Бордовые кончики пальцев пробивались сквозь пену. Кровь с молоком. Играл джаз из старой коллекции ее матери. На виниловой пластинке. Мы вместе ездили к восьми утра воскресного дня на загадочную железнодорожную платформу «Марк», чтобы купить патефон. Он стоял на полу, пыльный. Одинокий и никому не нужный в обиходе. Скучал и ждал своего часа.
Как ни странно, час настал.
Вера потянула меня в воду.
Мы лежали в ванне, как всегда в позе валета. Я положил левую руку ей на коленку, правую пытался дотянуться до сосков, но она увиливала.
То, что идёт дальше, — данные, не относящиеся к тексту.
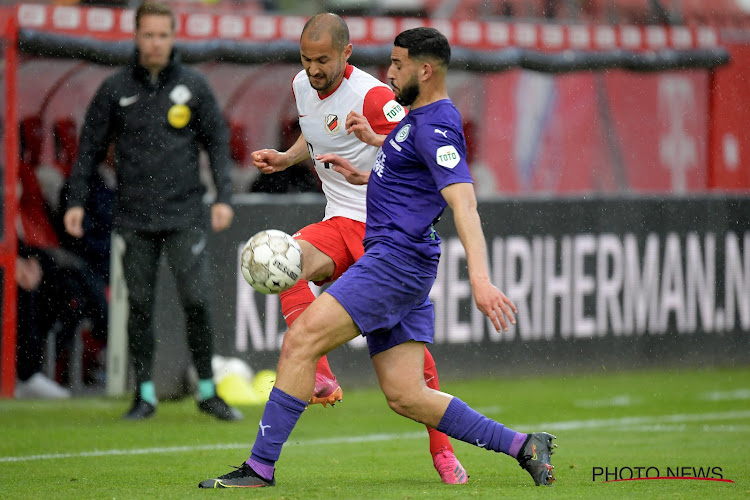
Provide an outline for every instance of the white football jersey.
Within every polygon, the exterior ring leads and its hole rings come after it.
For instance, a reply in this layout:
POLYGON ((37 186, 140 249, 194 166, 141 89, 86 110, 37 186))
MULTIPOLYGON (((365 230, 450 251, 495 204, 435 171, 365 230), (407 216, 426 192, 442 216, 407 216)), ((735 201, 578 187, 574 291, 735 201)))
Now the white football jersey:
POLYGON ((350 64, 341 85, 332 93, 321 96, 310 85, 304 70, 294 77, 292 90, 302 135, 326 196, 324 220, 347 217, 365 222, 367 186, 349 184, 343 175, 315 161, 315 155, 335 153, 359 170, 369 171, 378 148, 365 144, 354 134, 347 135, 346 116, 350 111, 362 113, 376 133, 387 134, 406 116, 406 110, 396 102, 390 87, 350 64))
Дразнила или, как всегда, сама не знала, чего хочет.
– Ты будешь рядом со мной всегда? – прошептала Вера, задержав дыхание, чтобы не расплакаться.
«Опять бабская истерика от недосыпа», – уже приготовился я к очередному всплеску эмоций.
– Да, – успокаивал ее я, надеясь поскорее перейти к соитию и отправиться на боковую.
– Даже когда я перестану этого хотеть? – допытывалась Вера.
– Обещаю, – кивнул я.
– Ты пойми, я же кроме тебя никакой жизни не знаю. Что было у меня в жизни? Ты. У меня себя-то нет. И себя я не знаю. Знаю, что вот ты уйдешь, и меня совсем не станет. Ни капельки, – вдруг посмотрела она на свою жизнь с высоты птичьего полета.
– Никуда от тебя не денусь. Даже не надейся, – соврал я в очередной раз. Я не знал срока годности нашей любви, но зачем-то обозначал вечность.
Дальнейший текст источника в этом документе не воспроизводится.